Re: [PATCH 1/3] kvm: wire up KVM_CAP_VM_GPA_BITS for x86

From: Xiaoyao Li
Date: Mon Mar 04 2024 - 22:00:01 EST


On 3/4/2024 11:15 PM, Sean Christopherson wrote:
On Fri, Mar 01, 2024, Gerd Hoffmann wrote:
Add new guest_phys_bits field to kvm_caps, return the value to
userspace when asked for KVM_CAP_VM_GPA_BITS capability.

Initialize guest_phys_bits with boot_cpu_data.x86_phys_bits.
Vendor modules (i.e. vmx and svm) can adjust this field in case
additional restrictions apply, for example in case EPT has no
support for 5-level paging.

Signed-off-by: Gerd Hoffmann <kraxel@xxxxxxxxxx>
---
arch/x86/kvm/x86.h | 2 ++
arch/x86/kvm/x86.c | 5 +++++
2 files changed, 7 insertions(+)

diff --git a/arch/x86/kvm/x86.h b/arch/x86/kvm/x86.h
index 2f7e19166658..e03aec3527f8 100644
--- a/arch/x86/kvm/x86.h
+++ b/arch/x86/kvm/x86.h
@@ -24,6 +24,8 @@ struct kvm_caps {
bool has_bus_lock_exit;
/* notify VM exit supported? */
bool has_notify_vmexit;
+ /* usable guest phys bits */
+ u32 guest_phys_bits;
u64 supported_mce_cap;
u64 supported_xcr0;
diff --git a/arch/x86/kvm/x86.c b/arch/x86/kvm/x86.c
index 48a61d283406..e270b9b708d1 100644
--- a/arch/x86/kvm/x86.c
+++ b/arch/x86/kvm/x86.c
@@ -4784,6 +4784,9 @@ int kvm_vm_ioctl_check_extension(struct kvm *kvm, long ext)
if (kvm_is_vm_type_supported(KVM_X86_SW_PROTECTED_VM))
r |= BIT(KVM_X86_SW_PROTECTED_VM);
break;
+ case KVM_CAP_VM_GPA_BITS:
+ r = kvm_caps.guest_phys_bits;

This is not a fast path, just compute the effective guest.MAXPHYADDR on the fly
using tdp_root_level and max_tdp_level.
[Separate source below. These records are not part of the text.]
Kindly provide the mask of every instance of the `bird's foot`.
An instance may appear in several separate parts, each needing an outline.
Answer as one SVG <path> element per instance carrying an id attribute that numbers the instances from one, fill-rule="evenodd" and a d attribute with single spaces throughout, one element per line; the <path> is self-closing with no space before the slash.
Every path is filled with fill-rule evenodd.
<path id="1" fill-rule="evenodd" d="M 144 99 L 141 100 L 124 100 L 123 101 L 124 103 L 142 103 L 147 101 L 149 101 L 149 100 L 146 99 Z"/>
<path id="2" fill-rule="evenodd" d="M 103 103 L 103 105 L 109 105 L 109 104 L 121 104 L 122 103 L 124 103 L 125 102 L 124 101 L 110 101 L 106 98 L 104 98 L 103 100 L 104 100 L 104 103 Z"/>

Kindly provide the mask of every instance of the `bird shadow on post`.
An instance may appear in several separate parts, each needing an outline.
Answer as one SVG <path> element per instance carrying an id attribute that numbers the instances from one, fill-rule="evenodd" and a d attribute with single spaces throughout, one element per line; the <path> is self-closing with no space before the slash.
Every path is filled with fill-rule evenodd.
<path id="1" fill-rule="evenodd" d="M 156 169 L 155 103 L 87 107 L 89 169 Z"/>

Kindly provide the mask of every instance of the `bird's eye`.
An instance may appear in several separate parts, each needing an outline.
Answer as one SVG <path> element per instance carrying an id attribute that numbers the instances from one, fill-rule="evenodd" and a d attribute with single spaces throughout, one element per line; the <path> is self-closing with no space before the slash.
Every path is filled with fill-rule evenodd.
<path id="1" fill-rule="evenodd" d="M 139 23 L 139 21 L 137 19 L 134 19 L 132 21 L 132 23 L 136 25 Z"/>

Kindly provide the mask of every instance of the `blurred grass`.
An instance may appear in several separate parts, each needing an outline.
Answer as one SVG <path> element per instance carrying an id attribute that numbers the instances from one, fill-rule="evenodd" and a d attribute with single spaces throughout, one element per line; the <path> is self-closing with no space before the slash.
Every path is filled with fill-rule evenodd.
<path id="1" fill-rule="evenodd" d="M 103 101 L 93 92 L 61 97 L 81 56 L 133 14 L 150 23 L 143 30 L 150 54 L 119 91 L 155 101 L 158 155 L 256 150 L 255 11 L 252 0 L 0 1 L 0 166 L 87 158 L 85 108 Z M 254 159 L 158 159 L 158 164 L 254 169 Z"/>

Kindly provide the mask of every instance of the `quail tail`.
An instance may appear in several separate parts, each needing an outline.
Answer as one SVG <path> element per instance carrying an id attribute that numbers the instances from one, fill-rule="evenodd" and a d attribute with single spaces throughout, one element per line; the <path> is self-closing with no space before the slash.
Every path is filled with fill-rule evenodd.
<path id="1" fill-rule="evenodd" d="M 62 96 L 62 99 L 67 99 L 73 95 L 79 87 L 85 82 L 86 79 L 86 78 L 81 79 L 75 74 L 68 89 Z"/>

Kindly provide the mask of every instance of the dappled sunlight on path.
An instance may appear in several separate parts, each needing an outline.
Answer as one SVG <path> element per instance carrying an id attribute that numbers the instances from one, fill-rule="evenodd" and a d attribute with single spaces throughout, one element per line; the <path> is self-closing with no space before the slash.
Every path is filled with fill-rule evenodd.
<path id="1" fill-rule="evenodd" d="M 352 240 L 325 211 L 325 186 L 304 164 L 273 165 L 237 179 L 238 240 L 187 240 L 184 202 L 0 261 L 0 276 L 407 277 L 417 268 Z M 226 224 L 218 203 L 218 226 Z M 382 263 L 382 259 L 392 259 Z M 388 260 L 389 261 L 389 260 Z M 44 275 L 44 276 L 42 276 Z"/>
But as pointed out and discussed in the
previous thread, adverising a guest.MAXPHYADDR that is smaller than host.MAXPHYADDR
simply doesn't work[*].

I thought the plan was to add a way for KVM to advertise the maximum *addressable*
GPA, and figure out a way to communicate that to the guest, e.g. so that firmware
doesn't try to use legal GPAs that the host cannot address.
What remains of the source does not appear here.